Les activités d'exploration et d'extraction du gaz de schiste devront obligatoirement faire l'objet d'une étude d'impact environnemental, selon une proposition de révision d'une directive votée mercredi.

Les activités d'exploration et d'extraction d'hydrocarbures non-conventionnels par fracturation hydraulique doivent "obligatoirement" faire l'objet d'une étude d'impact environnemental, a décidé mercredi le Parlement européen.
Les eurodéputés étaient appelés à se prononcer sur la révision d'une loi européenne vieille de 20 ans concernant l'évalutaion des incidences environnementales de certains projets publics et privés.
Ce texte concerne des projets très divers, allant de la construction de ponts, de ports et d'autoroutes, en passant par les décharges de déchets, jusqu'aux élevages intensifs de poulets ou de porcs.


Concernant le gaz de schiste, les parlementaires ont affirmé qu'une étude d'impact sera obligatoire en cas de fracturation. "La fracturation hydraulique suscite des inquiétudes", a reconnu l'eurodéputé italien Andrea Zanoni, qui sera chargé de négocier avec les représentants des 28 Etats-membres la révision de la directive européenne.
"Malgré la pression des lobbies des industries pétrolières et gazières et de quelques Etats-membres, l'exploration et l'exploitation des gaz de schiste seront soumises à l'obligation" de l'étude d'impact, s'est félicitée l'élue verte française Sandrine Bélier.
"C'est une vraie avancée qui vient confirmer que cette technologie risquée doit être interdite", a-t-elle ajouté.
"Pour une fois, l'intérêt général a gagné", s'est réjouie de son côté l'eurodéputé libérale française Corinne Lepage.
Le groupe PPE (centre-droit) a au contraire dénoncé "une pression supplémentaire sur les entreprises en ces temps économiquement difficiles".
"On ne peut pas ajouter un fardeau supplémentaire pour les entreprises qui sont les plus gros fournisseurs d'emplois dans l'UE", a insisté l'élue conservatrice espagnole Cristina Gutiérrez-Cortines. C'est "irresponsable", a-t-elle estimé.

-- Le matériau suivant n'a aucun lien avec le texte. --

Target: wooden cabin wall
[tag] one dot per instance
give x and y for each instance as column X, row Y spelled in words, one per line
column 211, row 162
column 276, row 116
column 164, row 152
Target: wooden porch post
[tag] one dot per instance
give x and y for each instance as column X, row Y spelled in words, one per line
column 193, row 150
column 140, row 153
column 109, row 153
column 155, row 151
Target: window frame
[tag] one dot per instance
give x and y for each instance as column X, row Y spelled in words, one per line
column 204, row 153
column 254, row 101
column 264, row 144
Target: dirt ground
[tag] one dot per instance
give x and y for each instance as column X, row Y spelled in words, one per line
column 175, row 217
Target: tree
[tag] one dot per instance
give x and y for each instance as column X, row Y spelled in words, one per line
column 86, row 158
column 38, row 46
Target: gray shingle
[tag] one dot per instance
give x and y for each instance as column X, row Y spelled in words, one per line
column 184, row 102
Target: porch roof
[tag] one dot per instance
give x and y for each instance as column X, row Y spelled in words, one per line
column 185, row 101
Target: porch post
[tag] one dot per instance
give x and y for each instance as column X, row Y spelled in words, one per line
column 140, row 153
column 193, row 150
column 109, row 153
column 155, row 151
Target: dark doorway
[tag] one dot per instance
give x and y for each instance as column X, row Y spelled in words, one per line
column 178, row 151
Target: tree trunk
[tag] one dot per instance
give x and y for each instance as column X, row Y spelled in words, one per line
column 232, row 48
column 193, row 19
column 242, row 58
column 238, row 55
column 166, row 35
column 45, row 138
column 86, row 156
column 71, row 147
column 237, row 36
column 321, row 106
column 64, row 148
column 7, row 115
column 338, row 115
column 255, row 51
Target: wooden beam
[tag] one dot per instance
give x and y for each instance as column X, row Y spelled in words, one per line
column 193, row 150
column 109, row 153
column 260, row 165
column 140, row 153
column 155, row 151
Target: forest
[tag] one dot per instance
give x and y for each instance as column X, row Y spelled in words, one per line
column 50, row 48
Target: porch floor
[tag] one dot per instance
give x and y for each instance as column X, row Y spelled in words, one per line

La législation actuellement en vigueur couvre les projets liés au gaz naturel à partir d'un débit journalier estimé à 500.000 m3 par jour. Or, les rendements des forages de gaz de schiste étant souvent inférieurs et étant réalisés par fracturation de la roche, ces exploitations ne sont pas systématiquement soumises à une évaluation des incidences environnementales.
Si le texte approuvé par le Parlement européen est retenu par les Etats-membres, l'évaluation sera obligatoire, quelle que soit la quantité extraite d'hydrocarbures non conventionnels (gaz et pétrole de schiste, gaz de houille, etc...), qu'il s'agisse de projets d'exploration ou d'extraction, pour la phase où la technique de fracturation hydraulique est mise en oeuvre.
Les parlementaires européens se sont également prononcés en faveur de mesures pour empêcher les conflits d'intérêt entre les maîtres d'ouvrage et les personnes menant les études et pour que le public soit informé et consulté sur le déroulement des projets.